Bruxelles, 11/03/2002 (Agence Europe) - Avec quelques nuances ou en insistant sur certains points, le groupe de haut niveau constitué par les Commissaires David Byrne et Erkki Liikanen pour identifier des pistes permettant de promouvoir la compétitivité de l'industrie pharmaceutique tout en développant des normes élevées de protection de la santé, apporte un soutien évident aux propositions formulées par la Commission européenne pour la révision de la législation pharmaceutique européenne. Voici les principales recommandations du « G 10 », telles qu'elles sont reprises dans le document qui doit être remis au président Prodi le 7 mai prochain.
Compétitivité: le G 10 souhaite que la Commission définisse un ensemble d'indicateurs permettant de mesurer (1) les performances de l'industrie pharmaceutique en termes de compétitivité, (2) la prévention et le traitement des maladies, y compris émergentes, ainsi que l'efficacité des médicaments, (3) les liens de cause à effet entre les réglementations européennes et nationales (licences, prix, remboursements) et l'accès aux médicaments.
Accès aux médicaments: le groupe apporte son soutien aux propositions du paquet « médicaments » qui permettent de réduire la durée des procédures de mise sur le marché et propose un développement de l'utilisation des communications électroniques pour accélérer encore ces procédures. Les Etats membres sont invités à réduire le temps nécessaire entre la délivrance de l'autorisation de mise sur le marché (AMM) et l'accès effectif des patients aux médicaments en améliorant les mécanismes de négociation pour les prix et les remboursements. Le G 10 soutient aussi les mesures visant à développer le marché des génériques. S'agissant des produits vendus sans ordonnance, il demande que soit introduite la faculté d'utiliser la même dénomination commerciale dans tous les Etats membres et estime que ces produits ne devraient pas être soumis à un mécanisme de régulation des prix dès lors qu'ils ne font pas l'objet d'un remboursement. Le document plaide aussi pour un meilleur système d'échange d'informations entre les Etats membres.

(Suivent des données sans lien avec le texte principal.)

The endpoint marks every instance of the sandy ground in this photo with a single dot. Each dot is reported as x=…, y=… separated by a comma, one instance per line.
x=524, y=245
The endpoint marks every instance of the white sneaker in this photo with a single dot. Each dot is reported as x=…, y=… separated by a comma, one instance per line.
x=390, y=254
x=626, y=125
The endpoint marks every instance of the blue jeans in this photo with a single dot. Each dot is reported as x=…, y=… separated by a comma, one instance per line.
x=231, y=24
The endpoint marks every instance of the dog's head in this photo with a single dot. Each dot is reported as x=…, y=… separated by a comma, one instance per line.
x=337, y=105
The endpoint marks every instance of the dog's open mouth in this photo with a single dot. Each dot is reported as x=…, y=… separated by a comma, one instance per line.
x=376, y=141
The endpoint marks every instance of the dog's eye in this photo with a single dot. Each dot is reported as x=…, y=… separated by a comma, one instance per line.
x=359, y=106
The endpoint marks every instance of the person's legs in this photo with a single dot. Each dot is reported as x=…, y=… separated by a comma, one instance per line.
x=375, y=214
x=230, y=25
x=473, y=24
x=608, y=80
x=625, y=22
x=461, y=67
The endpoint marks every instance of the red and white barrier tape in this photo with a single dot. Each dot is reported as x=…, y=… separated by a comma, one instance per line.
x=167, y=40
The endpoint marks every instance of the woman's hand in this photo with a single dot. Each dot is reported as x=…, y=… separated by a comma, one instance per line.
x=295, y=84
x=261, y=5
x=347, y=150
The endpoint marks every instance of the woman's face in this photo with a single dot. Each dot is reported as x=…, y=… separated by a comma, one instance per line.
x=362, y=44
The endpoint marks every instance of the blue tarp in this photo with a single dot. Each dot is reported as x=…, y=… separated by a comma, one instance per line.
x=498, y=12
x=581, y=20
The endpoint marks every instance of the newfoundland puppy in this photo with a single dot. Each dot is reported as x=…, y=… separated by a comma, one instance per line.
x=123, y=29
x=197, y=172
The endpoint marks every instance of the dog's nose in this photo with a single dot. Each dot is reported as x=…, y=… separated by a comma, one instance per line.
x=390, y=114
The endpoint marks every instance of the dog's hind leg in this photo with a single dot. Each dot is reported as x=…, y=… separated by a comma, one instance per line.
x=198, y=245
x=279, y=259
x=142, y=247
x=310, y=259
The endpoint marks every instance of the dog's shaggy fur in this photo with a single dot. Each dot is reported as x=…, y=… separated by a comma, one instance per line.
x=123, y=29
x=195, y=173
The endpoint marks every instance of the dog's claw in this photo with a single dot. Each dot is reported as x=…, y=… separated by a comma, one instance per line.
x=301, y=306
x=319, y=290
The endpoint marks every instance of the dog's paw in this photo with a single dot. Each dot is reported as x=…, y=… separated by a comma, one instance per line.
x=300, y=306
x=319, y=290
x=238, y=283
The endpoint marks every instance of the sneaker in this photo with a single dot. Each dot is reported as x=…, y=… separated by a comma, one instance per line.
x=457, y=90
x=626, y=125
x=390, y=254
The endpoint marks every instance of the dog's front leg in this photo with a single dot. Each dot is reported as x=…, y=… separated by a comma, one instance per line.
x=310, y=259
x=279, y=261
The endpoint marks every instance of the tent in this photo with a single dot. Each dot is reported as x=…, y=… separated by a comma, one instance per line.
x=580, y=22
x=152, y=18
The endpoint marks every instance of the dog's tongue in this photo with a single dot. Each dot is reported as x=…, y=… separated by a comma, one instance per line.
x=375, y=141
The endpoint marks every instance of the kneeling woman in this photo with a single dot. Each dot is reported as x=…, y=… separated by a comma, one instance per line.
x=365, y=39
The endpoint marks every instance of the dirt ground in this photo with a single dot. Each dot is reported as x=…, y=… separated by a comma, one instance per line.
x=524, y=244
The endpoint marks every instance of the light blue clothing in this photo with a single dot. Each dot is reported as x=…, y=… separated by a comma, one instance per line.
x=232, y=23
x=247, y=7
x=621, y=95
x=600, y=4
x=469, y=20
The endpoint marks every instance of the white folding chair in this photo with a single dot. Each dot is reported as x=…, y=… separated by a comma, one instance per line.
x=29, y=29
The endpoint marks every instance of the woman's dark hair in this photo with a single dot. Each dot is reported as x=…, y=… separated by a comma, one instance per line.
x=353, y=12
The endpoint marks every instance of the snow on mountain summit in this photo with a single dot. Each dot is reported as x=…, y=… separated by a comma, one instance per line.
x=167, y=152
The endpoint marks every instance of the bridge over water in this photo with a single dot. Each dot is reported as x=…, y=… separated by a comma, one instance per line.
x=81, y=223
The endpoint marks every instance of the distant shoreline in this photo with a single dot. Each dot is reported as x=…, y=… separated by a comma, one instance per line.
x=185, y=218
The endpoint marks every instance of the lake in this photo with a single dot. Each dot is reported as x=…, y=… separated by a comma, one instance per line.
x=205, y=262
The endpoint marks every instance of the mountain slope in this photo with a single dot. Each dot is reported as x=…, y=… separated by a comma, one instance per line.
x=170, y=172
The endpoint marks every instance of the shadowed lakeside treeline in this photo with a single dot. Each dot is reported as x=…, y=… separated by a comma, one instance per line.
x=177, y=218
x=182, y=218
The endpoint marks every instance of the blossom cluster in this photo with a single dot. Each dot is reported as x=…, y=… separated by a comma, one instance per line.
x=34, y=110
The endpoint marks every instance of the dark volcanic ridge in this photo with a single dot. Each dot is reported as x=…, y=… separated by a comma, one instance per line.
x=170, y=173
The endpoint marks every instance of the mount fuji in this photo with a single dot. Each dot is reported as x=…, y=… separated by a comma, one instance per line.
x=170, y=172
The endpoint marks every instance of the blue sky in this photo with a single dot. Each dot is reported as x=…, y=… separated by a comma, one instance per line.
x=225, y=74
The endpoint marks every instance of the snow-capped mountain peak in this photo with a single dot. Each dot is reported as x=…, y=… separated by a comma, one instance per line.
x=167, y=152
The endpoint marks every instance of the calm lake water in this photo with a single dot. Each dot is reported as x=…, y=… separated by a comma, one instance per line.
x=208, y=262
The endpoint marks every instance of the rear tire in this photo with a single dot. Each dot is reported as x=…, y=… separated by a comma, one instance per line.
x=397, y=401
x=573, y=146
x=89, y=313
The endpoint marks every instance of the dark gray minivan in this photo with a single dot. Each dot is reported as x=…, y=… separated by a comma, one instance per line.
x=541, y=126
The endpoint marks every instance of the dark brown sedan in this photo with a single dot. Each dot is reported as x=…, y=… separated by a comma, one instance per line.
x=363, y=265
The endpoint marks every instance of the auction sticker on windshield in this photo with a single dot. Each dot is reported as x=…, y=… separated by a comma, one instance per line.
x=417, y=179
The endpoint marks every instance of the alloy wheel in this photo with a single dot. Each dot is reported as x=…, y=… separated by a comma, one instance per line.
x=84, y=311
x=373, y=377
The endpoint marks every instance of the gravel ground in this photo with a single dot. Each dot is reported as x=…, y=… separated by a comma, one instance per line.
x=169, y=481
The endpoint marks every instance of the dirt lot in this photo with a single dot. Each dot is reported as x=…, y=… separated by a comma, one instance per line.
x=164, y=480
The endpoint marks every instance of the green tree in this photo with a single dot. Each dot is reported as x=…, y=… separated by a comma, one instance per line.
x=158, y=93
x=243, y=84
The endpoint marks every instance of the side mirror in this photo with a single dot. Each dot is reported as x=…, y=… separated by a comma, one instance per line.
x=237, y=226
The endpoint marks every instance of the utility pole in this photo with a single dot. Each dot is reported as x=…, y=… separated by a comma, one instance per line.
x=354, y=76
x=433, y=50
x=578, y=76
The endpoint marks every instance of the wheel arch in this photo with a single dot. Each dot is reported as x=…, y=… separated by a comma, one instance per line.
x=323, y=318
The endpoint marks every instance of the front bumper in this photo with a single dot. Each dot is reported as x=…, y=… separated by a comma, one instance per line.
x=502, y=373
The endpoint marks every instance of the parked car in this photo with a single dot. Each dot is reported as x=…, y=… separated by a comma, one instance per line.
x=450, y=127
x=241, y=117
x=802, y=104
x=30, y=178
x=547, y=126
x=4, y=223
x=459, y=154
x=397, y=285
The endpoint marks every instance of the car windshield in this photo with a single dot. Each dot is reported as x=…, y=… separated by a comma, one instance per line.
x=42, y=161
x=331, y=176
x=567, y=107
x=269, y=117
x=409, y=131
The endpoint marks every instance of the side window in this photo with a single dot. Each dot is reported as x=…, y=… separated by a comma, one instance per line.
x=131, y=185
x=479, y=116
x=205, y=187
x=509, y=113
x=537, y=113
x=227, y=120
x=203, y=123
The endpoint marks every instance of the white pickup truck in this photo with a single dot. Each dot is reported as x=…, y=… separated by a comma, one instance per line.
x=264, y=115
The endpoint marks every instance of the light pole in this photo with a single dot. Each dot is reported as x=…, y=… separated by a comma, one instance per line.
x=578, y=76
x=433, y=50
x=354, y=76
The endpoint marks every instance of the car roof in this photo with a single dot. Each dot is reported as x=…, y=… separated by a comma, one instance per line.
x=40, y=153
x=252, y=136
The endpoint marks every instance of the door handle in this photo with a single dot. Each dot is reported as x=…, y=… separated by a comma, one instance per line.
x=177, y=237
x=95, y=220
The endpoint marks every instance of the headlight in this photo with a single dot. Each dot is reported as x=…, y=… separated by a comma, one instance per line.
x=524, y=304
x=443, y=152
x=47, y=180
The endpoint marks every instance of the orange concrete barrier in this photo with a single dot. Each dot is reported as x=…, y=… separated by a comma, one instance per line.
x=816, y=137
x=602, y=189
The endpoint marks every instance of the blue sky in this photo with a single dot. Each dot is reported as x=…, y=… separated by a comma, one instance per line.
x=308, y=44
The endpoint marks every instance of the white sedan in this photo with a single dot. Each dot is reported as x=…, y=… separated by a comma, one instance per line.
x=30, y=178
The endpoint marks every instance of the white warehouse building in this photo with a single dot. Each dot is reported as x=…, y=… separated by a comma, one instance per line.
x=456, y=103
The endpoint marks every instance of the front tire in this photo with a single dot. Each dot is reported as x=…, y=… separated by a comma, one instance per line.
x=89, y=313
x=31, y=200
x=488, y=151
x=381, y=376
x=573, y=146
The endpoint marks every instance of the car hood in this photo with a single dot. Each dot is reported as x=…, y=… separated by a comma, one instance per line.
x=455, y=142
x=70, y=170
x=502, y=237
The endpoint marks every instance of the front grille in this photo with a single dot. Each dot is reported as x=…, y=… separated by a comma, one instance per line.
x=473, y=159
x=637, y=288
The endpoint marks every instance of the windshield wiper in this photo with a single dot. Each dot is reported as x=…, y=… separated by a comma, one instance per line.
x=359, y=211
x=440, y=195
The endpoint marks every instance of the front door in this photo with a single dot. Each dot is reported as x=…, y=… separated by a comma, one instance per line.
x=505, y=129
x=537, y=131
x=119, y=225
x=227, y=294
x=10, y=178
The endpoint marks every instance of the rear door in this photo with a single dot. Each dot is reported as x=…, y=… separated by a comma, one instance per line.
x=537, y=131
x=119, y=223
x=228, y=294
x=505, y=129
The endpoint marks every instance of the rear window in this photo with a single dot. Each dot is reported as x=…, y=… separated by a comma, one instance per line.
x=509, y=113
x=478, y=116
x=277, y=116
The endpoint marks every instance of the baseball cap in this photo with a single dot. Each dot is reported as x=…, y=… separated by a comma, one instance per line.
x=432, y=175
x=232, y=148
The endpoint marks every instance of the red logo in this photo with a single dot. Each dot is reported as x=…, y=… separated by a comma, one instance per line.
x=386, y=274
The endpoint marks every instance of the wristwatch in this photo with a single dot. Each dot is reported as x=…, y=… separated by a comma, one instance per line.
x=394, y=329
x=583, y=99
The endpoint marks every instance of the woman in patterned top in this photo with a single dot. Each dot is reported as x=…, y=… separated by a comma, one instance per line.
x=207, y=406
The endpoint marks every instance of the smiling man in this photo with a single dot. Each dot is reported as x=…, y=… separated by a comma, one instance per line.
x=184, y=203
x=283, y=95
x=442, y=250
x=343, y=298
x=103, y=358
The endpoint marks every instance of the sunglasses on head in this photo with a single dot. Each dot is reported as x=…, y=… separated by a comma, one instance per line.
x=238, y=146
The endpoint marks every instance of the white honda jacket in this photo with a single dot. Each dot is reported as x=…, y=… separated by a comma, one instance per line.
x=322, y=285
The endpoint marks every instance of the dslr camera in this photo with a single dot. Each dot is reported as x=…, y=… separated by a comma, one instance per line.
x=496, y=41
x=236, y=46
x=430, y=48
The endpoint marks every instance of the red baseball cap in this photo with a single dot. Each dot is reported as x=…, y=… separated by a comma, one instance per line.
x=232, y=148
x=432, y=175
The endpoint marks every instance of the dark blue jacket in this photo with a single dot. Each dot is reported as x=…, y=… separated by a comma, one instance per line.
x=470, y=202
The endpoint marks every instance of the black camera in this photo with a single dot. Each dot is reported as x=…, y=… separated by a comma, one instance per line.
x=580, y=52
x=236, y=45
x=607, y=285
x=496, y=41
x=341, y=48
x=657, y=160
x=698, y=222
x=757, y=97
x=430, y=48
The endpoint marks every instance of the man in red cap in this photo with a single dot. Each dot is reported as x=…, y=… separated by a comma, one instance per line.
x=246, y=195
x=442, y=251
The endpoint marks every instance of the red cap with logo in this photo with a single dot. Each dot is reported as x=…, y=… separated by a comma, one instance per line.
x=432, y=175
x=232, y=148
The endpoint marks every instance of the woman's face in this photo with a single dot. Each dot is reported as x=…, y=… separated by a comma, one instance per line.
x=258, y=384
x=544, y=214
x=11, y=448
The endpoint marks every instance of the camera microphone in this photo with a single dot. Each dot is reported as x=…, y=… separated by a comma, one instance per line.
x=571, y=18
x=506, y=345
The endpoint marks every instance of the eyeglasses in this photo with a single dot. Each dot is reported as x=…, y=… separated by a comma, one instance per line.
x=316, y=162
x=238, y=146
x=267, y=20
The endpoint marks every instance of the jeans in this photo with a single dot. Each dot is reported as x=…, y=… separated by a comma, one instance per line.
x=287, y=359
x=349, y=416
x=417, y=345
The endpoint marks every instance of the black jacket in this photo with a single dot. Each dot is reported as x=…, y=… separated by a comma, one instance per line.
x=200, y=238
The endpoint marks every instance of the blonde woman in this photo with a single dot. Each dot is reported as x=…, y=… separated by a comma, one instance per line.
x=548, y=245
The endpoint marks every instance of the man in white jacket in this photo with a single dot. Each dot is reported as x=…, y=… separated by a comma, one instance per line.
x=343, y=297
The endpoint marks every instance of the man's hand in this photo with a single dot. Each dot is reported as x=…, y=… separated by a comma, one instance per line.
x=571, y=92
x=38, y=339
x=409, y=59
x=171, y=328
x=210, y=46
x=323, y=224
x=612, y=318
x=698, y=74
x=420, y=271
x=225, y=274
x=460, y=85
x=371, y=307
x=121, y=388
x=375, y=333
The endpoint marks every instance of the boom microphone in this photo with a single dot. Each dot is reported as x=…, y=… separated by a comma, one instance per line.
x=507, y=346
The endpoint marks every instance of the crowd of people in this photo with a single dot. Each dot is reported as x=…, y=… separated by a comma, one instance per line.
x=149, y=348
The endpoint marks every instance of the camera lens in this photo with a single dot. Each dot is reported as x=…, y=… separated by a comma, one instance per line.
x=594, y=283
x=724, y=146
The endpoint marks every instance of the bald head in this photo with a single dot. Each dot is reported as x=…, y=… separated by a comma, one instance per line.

Recherche: le G 10 plaide pour la mise en réseau de tous les centres de recherche fondamentale et de recherche clinique au sein d'un réseau européen d'excellence. Il apporte son soutien aux propositions de la Commission concernant la coordination et l'échange d'informations sur les essais cliniques, les médicaments orphelins, les médicaments pédiatriques et le développement d'une stratégie pour les biotechnologies.
Information/patients: le groupe reconnaît la nécessité de maintenir l'interdiction de la publicité directe pour les médicaments vendus sur ordonnance, mais estime qu'il ne doit y avoir aucune restriction pour les produits en vente libre. Dans le cadre de la révision de la législation communautaire, qui propose des projets pilotes d'information des patients, le G 10 souhaite que des normes de qualité soient définies en coopération avec l'industrie.
Le G 10 se prononce aussi pour: - une amélioration des notices ; - un renforcement de la pharmacovigilance ; - le développement de la participation des associations de patients au débat sur les questions de santé en Europe ; - l'insertion d'une dérogation provisoire à l'autorisation des importations parallèles dans les traités d'adhésion qui seront signés avec les pays candidats. Le groupe reconnaît que ces propositions n'apportent pas de solution immédiate, mais constituent plutôt un cadre pour l'action future. Il souhaite la mise en place d'une structure de suivi et se propose de se réunir une fois par an pour examiner les progrès accomplis et les résultats de l'exercice de benchmarking.